Volume 91, Issue 77

Tuesday, February 17, 1998

sugar daddy


Parental cash cows: Gov't to give less, asks family to pay more

By Sandra Dimitrakopoulos
Gazette Staff

A recent announcement by the provincial government is promising less student debt, better program evaluation and a new grant system – but student lobby groups aren't buying it.

The announcement made Friday by Education Minister Dave Johnson outlined several initiatives including new measures of eligibility for students seeking financial aid through the Ontario Student Assistance Program.

Under this new measuring-stick-of-need, parental contributions will be, in some cases, almost double what is currently expected per year, which will in turn reduce the total monetary amount of assistance assigned to a student for the year.

"The aim isn't to reduce the amount of the loan but to reduce the total amount you owe," said Ministry spokesperson Daniele Gauvin. "We're not asking students to make a contribution, but asking parents to make a modest contribution."

Executive Director for the Ontario Undergraduate Student Alliance Rick Martin said there was no consultation with student lobby groups on this plan because the government knew there would be opposition. "They are not serious about educating, but about making money."

Some students have also argued against the new requirements regarding parental contributions including Patricia Zyska, a third-year social science student at Western. "I don't think you can gauge [loan amounts] by the income of someone's parents because it doesn't really depend on that – some students pay for school on their own."

Other governmental plans include a new job-ranking system for programs created from information obtained by post-secondary institutions, in addition to graduation and loan default rates.

Gauvin said the government understands education is an investment and therefore students need as much information as possible in order to make a good decision.

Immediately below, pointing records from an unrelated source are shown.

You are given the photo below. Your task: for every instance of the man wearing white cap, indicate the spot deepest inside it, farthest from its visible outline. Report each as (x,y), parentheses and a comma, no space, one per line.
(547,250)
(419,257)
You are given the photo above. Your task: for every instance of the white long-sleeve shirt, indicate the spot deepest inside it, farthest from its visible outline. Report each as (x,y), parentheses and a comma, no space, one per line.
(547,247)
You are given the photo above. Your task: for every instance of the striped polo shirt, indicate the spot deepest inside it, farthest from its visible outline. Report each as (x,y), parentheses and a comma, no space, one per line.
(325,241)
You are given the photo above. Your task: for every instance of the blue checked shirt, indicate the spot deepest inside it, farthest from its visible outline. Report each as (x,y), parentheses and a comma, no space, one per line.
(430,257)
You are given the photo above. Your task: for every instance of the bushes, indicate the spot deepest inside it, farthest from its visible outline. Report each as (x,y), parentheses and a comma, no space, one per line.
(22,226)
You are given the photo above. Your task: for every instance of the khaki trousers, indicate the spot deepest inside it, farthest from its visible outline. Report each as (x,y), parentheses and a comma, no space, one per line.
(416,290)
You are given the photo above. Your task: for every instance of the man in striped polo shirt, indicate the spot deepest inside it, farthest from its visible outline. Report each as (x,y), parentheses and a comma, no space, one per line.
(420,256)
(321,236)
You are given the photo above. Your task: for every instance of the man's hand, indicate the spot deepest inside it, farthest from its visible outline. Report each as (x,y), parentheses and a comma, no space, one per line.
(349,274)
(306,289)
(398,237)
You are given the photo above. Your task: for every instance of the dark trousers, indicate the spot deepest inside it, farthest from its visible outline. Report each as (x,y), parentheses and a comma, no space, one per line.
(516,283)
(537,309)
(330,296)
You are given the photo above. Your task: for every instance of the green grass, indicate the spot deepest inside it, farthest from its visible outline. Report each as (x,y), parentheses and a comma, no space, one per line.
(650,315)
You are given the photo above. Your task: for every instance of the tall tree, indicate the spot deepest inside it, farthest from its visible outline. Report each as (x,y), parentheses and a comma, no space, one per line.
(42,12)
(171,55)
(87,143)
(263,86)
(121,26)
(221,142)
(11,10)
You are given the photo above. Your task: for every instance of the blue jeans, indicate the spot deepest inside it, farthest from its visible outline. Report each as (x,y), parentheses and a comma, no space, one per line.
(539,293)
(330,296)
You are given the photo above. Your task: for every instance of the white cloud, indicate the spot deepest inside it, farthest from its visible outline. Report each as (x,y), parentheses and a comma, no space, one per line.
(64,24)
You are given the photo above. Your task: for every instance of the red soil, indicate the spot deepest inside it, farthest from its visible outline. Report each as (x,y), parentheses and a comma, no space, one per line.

Tightening up on repayment of loans is also one of the goals of looking at loan default rates of different programs.

"Although the job-ranking idea is good, we need to look at the motivation for doing this," said Wayne Poirier, Ontario chair for the Canadian Federation of Students, adding it could lead to a reduction in degrees and narrowing choice of programs.

Maclean's magazine is also involved in ranking post-secondary institutions but Assistant Managing Editor Ann Dowsett Johnston said the government is focusing on the notion of post-secondary institutions as job factories, rather than on their preservation as Maclean's does.

"We want to preserve but [the government] wants a tier system," Dowsett Johnston said. "Students already think about jobs after graduation – it doesn't need to be legislated for them."

A 'new' granting system was also introduced in which the current loan forgiveness program, which allows students to subtract loans in excess of $7,000 per year at the time of graduation, will now be subtracted on an annual basis.

"They renamed the grant position to get the opposition off their back," said Western's University Students' Council VP-student issues Sam Castiglione. "This whole effort is purely a government initiative to turn public reaction around."

Western administration were unavailable for comment.